Learning to work with others: Know both your own and others’ limitations. Learn how to communicate and handle different types of people. Realize that you will one day be on the level of your superiors and that your students or younger colleagues will one day be as superior as you. Communication is not giving out information, it’s making sure that information is as available as possible for the recipient to be made into actual knowledge. Then making sure they really got it if it is important. When discussing with other professions, seniors, juniors and peers, pick your battles wisely.

A lot of communication, and sometimes the most meaningful part, is non-verbal. Dare to listen, ask and act more upon those cues given to you. It might be the only way someone is going to tell you something.

General

Life is unfair: Both personally and in society. We are born and grow up with vastly different circumstances, and these very much affect our health. The connection between socioeconomic status and health is very strong. Poverty facilitates disease and disease facilitates poverty. This also affects a patient’s ability to work with medical information (health literacy) and how well they are able to cope and work with their problems. Patients can have very different experiences, don’t take it personally if someone despises health care in general (and perhaps physicians or psychiatry in particular). The structure of society affect our lives on a profound level, important to have this in mind, not everyone are in the same position as you, our strengths and weaknesses differ, sometimes a lot. You need to be part of the change you want to see.

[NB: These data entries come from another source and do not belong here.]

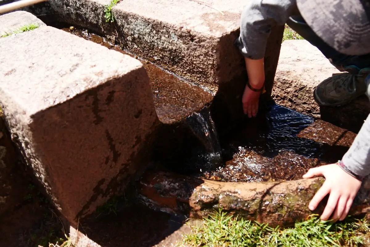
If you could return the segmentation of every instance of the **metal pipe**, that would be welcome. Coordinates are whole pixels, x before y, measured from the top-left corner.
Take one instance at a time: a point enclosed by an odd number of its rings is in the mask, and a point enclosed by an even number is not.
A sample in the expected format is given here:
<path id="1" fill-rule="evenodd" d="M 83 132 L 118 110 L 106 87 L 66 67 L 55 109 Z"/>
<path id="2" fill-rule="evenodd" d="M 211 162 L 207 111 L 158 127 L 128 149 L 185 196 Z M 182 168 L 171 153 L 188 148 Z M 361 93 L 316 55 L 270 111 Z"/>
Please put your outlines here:
<path id="1" fill-rule="evenodd" d="M 0 6 L 0 14 L 46 1 L 47 0 L 20 0 L 1 5 Z"/>

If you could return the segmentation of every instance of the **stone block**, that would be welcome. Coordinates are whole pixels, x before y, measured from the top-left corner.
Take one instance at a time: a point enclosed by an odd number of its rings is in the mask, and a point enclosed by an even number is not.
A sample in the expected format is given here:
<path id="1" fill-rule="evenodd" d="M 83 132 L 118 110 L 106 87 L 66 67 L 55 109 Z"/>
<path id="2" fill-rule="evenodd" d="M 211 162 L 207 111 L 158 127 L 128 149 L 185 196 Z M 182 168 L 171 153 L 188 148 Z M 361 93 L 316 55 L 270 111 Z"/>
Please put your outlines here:
<path id="1" fill-rule="evenodd" d="M 370 113 L 366 97 L 334 108 L 320 107 L 313 99 L 313 91 L 320 82 L 340 72 L 308 41 L 286 40 L 281 47 L 272 96 L 282 105 L 358 132 Z"/>
<path id="2" fill-rule="evenodd" d="M 7 47 L 0 102 L 12 139 L 75 223 L 147 163 L 158 120 L 147 74 L 128 56 L 50 27 L 0 46 Z"/>
<path id="3" fill-rule="evenodd" d="M 83 27 L 114 39 L 114 24 L 107 22 L 104 16 L 105 6 L 110 0 L 49 0 L 57 19 L 68 24 Z"/>
<path id="4" fill-rule="evenodd" d="M 10 33 L 27 24 L 46 26 L 31 13 L 26 11 L 16 11 L 0 16 L 0 36 Z"/>
<path id="5" fill-rule="evenodd" d="M 242 115 L 247 77 L 244 58 L 233 43 L 245 3 L 212 1 L 207 6 L 189 0 L 125 0 L 113 12 L 125 49 L 215 94 L 212 112 L 220 127 L 226 119 Z M 272 87 L 283 28 L 275 28 L 269 41 L 267 94 Z"/>

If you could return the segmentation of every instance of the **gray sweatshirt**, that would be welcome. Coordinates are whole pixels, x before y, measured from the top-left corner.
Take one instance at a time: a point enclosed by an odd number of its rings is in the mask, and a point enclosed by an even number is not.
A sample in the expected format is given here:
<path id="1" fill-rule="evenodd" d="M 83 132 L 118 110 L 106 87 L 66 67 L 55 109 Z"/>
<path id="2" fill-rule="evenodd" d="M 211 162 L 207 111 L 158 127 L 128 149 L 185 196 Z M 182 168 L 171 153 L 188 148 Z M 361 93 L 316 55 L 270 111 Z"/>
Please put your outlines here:
<path id="1" fill-rule="evenodd" d="M 271 28 L 284 25 L 290 16 L 299 13 L 296 0 L 250 0 L 242 14 L 236 45 L 246 57 L 263 58 Z M 355 174 L 370 174 L 370 115 L 342 161 Z"/>

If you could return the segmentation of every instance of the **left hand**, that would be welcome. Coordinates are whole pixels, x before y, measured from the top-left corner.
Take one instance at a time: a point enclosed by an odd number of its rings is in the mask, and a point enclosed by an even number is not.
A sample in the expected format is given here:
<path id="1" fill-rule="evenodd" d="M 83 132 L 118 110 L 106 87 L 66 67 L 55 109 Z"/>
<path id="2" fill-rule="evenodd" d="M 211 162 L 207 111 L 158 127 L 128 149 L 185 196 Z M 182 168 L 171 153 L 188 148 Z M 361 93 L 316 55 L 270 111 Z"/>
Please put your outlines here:
<path id="1" fill-rule="evenodd" d="M 325 181 L 310 202 L 309 208 L 314 210 L 324 197 L 330 194 L 321 215 L 321 220 L 327 220 L 334 212 L 330 219 L 334 222 L 338 220 L 343 220 L 348 214 L 362 182 L 336 164 L 311 168 L 303 177 L 310 178 L 322 176 L 325 177 Z"/>

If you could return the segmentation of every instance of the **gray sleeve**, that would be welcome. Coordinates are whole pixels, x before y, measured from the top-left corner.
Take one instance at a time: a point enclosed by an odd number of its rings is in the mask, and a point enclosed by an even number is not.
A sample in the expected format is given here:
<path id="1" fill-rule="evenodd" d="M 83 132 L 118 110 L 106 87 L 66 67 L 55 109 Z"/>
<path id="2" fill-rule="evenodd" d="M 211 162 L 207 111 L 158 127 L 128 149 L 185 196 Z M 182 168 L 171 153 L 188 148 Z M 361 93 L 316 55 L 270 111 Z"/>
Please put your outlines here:
<path id="1" fill-rule="evenodd" d="M 242 13 L 235 45 L 246 57 L 264 57 L 271 28 L 284 25 L 297 11 L 296 0 L 250 0 Z"/>
<path id="2" fill-rule="evenodd" d="M 342 161 L 355 174 L 363 176 L 370 174 L 370 114 Z"/>

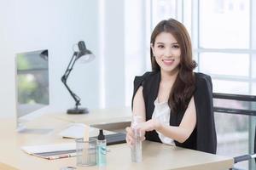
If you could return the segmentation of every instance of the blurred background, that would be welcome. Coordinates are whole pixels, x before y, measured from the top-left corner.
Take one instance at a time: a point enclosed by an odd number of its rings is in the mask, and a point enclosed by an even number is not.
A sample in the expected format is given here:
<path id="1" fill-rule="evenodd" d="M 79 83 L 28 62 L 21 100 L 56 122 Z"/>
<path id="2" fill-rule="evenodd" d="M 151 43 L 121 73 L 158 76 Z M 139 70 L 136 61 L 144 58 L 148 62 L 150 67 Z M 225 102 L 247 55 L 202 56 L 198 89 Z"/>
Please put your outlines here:
<path id="1" fill-rule="evenodd" d="M 82 106 L 130 107 L 134 76 L 151 70 L 151 31 L 169 18 L 187 27 L 195 71 L 211 75 L 213 92 L 256 95 L 253 0 L 0 0 L 0 117 L 15 114 L 15 55 L 26 51 L 49 50 L 49 105 L 41 112 L 73 106 L 61 76 L 80 40 L 96 57 L 68 80 Z M 253 151 L 255 118 L 215 116 L 218 154 Z"/>

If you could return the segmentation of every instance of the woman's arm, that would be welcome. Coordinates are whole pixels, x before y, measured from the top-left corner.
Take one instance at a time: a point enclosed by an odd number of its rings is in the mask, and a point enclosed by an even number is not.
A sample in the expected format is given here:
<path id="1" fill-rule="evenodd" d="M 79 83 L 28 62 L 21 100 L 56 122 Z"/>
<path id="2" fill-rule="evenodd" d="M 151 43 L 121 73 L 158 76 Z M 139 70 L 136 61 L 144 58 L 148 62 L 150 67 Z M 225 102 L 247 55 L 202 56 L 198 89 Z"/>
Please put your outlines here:
<path id="1" fill-rule="evenodd" d="M 151 119 L 142 123 L 140 129 L 142 132 L 157 130 L 166 137 L 177 140 L 179 143 L 183 143 L 192 133 L 195 124 L 196 111 L 194 97 L 192 97 L 178 127 L 162 125 L 158 120 Z"/>

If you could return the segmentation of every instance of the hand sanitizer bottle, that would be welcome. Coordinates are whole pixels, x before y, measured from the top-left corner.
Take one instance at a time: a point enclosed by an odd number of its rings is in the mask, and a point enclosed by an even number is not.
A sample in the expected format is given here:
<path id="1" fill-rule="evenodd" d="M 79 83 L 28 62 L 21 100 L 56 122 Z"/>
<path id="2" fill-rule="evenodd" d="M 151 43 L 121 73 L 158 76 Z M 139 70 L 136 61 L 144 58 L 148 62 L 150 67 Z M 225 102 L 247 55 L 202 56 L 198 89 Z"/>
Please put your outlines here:
<path id="1" fill-rule="evenodd" d="M 97 165 L 100 167 L 104 167 L 107 164 L 106 161 L 107 154 L 107 142 L 103 130 L 100 129 L 99 135 L 97 138 Z"/>
<path id="2" fill-rule="evenodd" d="M 137 128 L 137 125 L 142 122 L 142 117 L 139 116 L 133 116 L 131 128 L 134 133 L 135 141 L 131 148 L 131 162 L 143 162 L 143 150 L 142 150 L 142 140 L 141 133 Z"/>

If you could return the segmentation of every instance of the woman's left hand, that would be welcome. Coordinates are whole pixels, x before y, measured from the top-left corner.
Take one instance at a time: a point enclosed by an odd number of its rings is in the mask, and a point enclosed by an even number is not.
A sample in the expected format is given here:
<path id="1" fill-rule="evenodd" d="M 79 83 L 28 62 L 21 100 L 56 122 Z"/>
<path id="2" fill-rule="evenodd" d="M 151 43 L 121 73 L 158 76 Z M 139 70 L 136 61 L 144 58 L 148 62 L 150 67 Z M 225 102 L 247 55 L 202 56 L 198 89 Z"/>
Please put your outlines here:
<path id="1" fill-rule="evenodd" d="M 160 127 L 160 123 L 157 119 L 150 119 L 137 125 L 137 128 L 140 129 L 142 133 L 157 130 Z"/>

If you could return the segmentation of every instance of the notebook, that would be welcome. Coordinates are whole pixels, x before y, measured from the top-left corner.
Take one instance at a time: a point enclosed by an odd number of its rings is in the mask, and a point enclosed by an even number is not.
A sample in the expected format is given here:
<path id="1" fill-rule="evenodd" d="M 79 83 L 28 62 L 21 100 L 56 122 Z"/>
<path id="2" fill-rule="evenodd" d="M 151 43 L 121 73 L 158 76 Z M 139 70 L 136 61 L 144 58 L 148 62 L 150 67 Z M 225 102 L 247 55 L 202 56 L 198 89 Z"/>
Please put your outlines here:
<path id="1" fill-rule="evenodd" d="M 76 156 L 75 142 L 67 144 L 22 146 L 21 150 L 30 155 L 49 160 L 66 158 Z"/>
<path id="2" fill-rule="evenodd" d="M 84 138 L 85 131 L 85 124 L 83 123 L 73 123 L 68 128 L 65 128 L 58 133 L 58 135 L 62 138 L 71 138 L 71 139 L 80 139 Z M 93 128 L 90 128 L 89 133 L 94 131 Z"/>

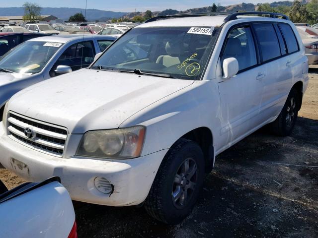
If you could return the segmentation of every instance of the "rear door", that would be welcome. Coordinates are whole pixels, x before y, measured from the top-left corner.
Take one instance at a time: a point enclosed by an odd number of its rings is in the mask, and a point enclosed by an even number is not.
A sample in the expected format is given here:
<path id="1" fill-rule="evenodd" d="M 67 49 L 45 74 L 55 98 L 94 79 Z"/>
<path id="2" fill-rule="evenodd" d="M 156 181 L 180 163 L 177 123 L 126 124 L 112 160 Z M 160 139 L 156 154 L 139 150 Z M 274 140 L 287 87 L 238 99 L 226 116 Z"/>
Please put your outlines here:
<path id="1" fill-rule="evenodd" d="M 259 124 L 257 118 L 264 92 L 264 85 L 259 79 L 265 72 L 258 66 L 258 54 L 249 24 L 230 30 L 221 52 L 219 65 L 226 59 L 234 58 L 239 67 L 236 76 L 220 79 L 218 84 L 221 103 L 220 135 L 226 136 L 229 143 Z"/>
<path id="2" fill-rule="evenodd" d="M 261 64 L 265 70 L 259 79 L 264 91 L 259 105 L 261 116 L 270 119 L 281 110 L 291 88 L 292 64 L 285 42 L 275 22 L 253 24 L 257 39 Z"/>

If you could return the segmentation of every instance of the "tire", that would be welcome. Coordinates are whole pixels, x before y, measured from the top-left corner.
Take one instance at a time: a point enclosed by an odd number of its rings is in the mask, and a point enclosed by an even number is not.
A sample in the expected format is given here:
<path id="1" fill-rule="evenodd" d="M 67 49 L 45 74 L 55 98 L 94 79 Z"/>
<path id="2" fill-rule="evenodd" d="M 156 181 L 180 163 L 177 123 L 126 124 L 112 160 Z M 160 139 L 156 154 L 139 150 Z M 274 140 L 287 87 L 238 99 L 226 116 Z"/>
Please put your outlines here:
<path id="1" fill-rule="evenodd" d="M 301 106 L 300 97 L 297 90 L 292 89 L 279 116 L 270 124 L 273 133 L 280 136 L 290 134 L 297 119 Z"/>
<path id="2" fill-rule="evenodd" d="M 187 173 L 185 173 L 187 164 Z M 164 223 L 180 223 L 193 208 L 204 178 L 204 159 L 201 148 L 191 140 L 179 139 L 159 168 L 145 202 L 146 211 Z"/>

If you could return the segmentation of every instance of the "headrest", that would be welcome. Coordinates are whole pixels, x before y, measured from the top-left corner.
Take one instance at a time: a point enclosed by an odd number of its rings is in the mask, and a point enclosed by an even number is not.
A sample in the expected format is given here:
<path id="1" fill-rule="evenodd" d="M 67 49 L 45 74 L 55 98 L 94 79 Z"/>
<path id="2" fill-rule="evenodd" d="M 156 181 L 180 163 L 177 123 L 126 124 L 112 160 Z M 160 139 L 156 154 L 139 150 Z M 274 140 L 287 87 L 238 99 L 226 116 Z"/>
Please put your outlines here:
<path id="1" fill-rule="evenodd" d="M 172 57 L 180 56 L 183 52 L 183 44 L 180 42 L 168 41 L 165 44 L 165 51 Z"/>
<path id="2" fill-rule="evenodd" d="M 224 55 L 237 56 L 242 54 L 242 46 L 238 38 L 229 38 Z"/>
<path id="3" fill-rule="evenodd" d="M 82 47 L 79 51 L 81 57 L 93 57 L 93 50 L 89 47 Z"/>

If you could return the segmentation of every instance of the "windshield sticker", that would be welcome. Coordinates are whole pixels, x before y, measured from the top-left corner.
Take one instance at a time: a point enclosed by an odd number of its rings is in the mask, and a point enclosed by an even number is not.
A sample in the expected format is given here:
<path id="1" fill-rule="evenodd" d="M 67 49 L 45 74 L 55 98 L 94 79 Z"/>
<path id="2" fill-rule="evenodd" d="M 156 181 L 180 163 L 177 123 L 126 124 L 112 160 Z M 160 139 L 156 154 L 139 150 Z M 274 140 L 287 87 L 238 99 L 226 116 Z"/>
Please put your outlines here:
<path id="1" fill-rule="evenodd" d="M 52 47 L 60 47 L 62 46 L 62 43 L 56 43 L 55 42 L 47 42 L 43 46 L 51 46 Z"/>
<path id="2" fill-rule="evenodd" d="M 200 34 L 201 35 L 212 35 L 212 31 L 214 28 L 205 28 L 203 27 L 191 27 L 188 31 L 188 34 Z M 212 31 L 211 31 L 212 30 Z"/>
<path id="3" fill-rule="evenodd" d="M 189 61 L 190 61 L 191 60 L 193 60 L 195 59 L 195 58 L 197 56 L 198 56 L 198 54 L 196 54 L 196 53 L 194 53 L 192 56 L 191 56 L 190 57 L 189 57 L 188 58 L 187 58 L 187 59 L 185 60 L 181 63 L 180 63 L 180 64 L 178 64 L 177 66 L 177 67 L 178 67 L 178 68 L 179 69 L 182 69 L 183 67 L 184 67 L 186 66 L 187 66 L 187 64 L 188 64 L 188 62 L 189 62 Z"/>
<path id="4" fill-rule="evenodd" d="M 195 76 L 200 71 L 200 64 L 194 62 L 189 64 L 185 68 L 185 73 L 189 76 Z"/>

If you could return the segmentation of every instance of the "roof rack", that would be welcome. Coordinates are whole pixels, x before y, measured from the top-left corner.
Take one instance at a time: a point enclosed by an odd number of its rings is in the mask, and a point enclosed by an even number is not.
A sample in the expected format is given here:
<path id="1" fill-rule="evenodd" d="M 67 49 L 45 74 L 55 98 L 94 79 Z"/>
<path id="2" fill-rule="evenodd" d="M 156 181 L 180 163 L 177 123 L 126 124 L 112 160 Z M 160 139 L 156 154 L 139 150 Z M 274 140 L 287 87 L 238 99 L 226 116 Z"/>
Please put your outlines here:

Most things are a spectrum: This goes for symptoms, diseases (very much so in psychiatry) and opinions. Most cut-offs and categories are arbitrary, changing these changes who has a disease and who hasn’t. Obligatory to have in mind if you decide to dive into both personality tests and personality syndromes. This also means that you can have some attributes of a category without necessarily belonging in that very category. Most things are different shades of grey (though not fifty), and even the whites and blacks have their nuance. Life is not right and wrong. Different values often collide and there’s always (at least) two sides of the same coin, hear both before you make a final decision on important matters.

There are always exceptions: For symptoms, diseases, people and everything. Expect to be surprised from time to time. When something is off, it could always be one of these exceptions, bear this in mind. There are also exceptions to this very rule.

I who wrote this is just another person with my own flaws: Take what you find good and useful out of this cake of concepts and advice. Some might not be relevant, some might not be helpful and I might’ve gotten things wrong. I’m sorry about that and please feedback me about it. I do hope you find valuable insights, and most importantly find the inner voice calling you to pass more of these thresholds on your own. A document like this is a great place to start but not to end that searching journey.